Although I managed to tweak this method to work with 3 multiplications.

ETA: I just realized you wanted to use 32x32 -> 64 products, while my approach assumes the existence of 64x64 -> 64 products; basically it's just a scaled-up version of the original question and likely not what you're looking for. Hopefully it's still useful though.

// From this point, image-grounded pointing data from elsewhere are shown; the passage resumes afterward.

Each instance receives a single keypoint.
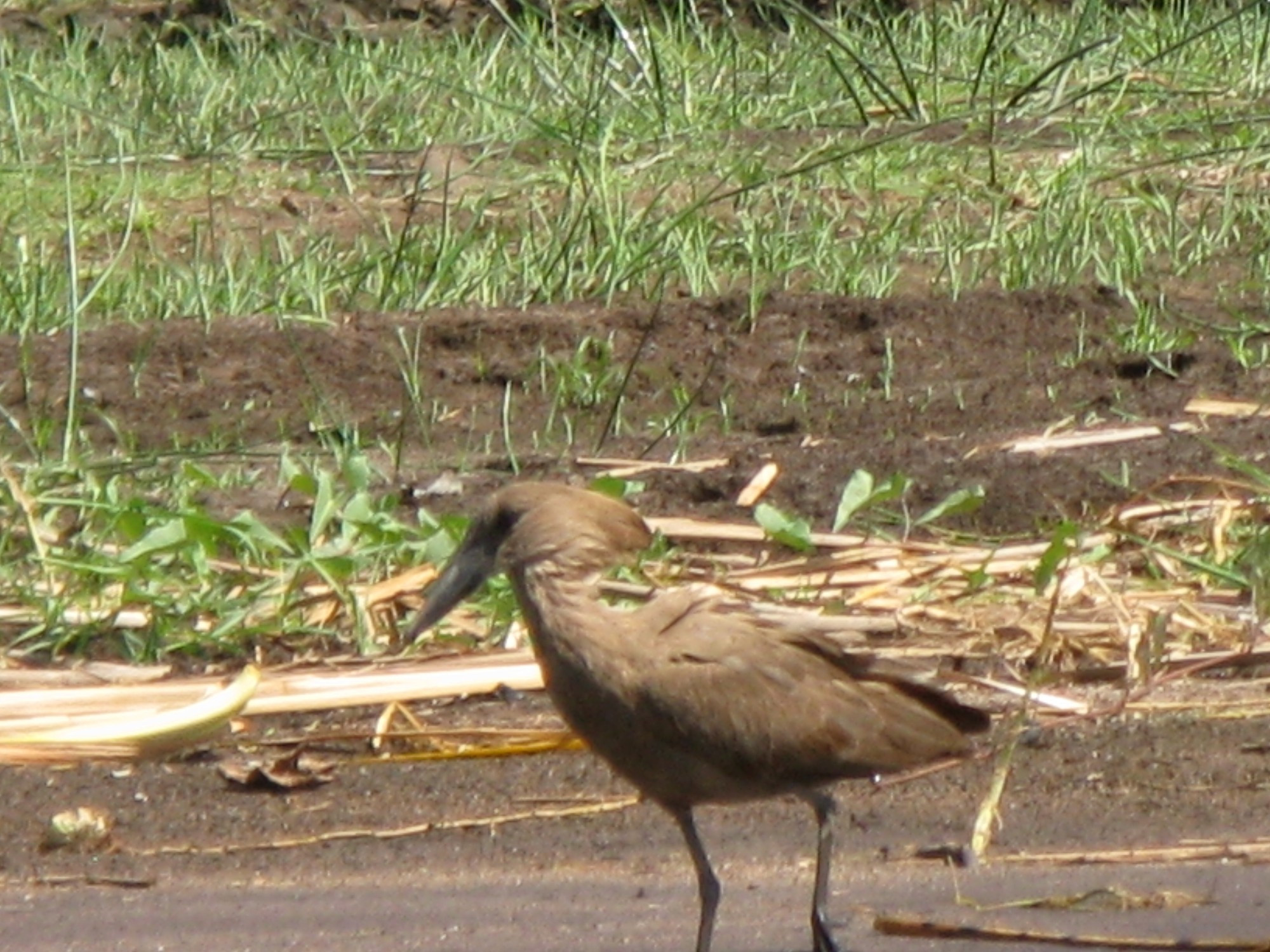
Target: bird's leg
(825, 808)
(708, 884)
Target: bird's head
(575, 531)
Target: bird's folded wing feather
(750, 696)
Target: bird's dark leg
(825, 809)
(708, 884)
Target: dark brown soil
(594, 883)
(920, 387)
(1117, 784)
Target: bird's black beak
(474, 562)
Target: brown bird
(694, 699)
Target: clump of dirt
(929, 388)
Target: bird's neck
(570, 623)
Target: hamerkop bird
(694, 699)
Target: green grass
(951, 150)
(947, 150)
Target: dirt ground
(921, 387)
(928, 388)
(622, 880)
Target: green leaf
(1062, 544)
(324, 508)
(855, 496)
(961, 503)
(788, 530)
(170, 535)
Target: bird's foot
(822, 937)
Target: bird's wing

First, remove the bottom 8 bits of the two inputs and compute the 44x44->88 product. This can be done with the approach in the post. Then apply the algorithm again, combining that product together with the product of the bottom half of the input to get the full 52x52->104 output. The bounds are a bit tight, but it should work. Here's a numeric example:

    a = 98a67ee86f8cf
    b = da19d2c9dfe71

    (a >> 20) * (b >> 20)         = 820d2e04637bf428
    (a >> 8) * (b >> 8) % 2**64   =       0547f8cdb2100210
    ->
    (a >> 8) * (b >> 8)           = 820d2e0547f8cdb2100210

    (a >> 8) * (b >> 8)           = 820d2e0547f8cdb2100210
    (a * b) % 2**64               =           080978075f64355f
    ->
    a * b                         = 820d2e0548080978075f64355f
And my attempt at implementation: https://play.rust-lang.org/?version=stable&mode=release&edit...
purplesyringa1 day ago | | | parent | | on: 47757081
And here are the constants for the ostensibly more useful 54x54->108 product: https://play.rust-lang.org/?version=stable&mode=release&edit...

I tried to go even higher, but the bounds seems to break at 55 bits.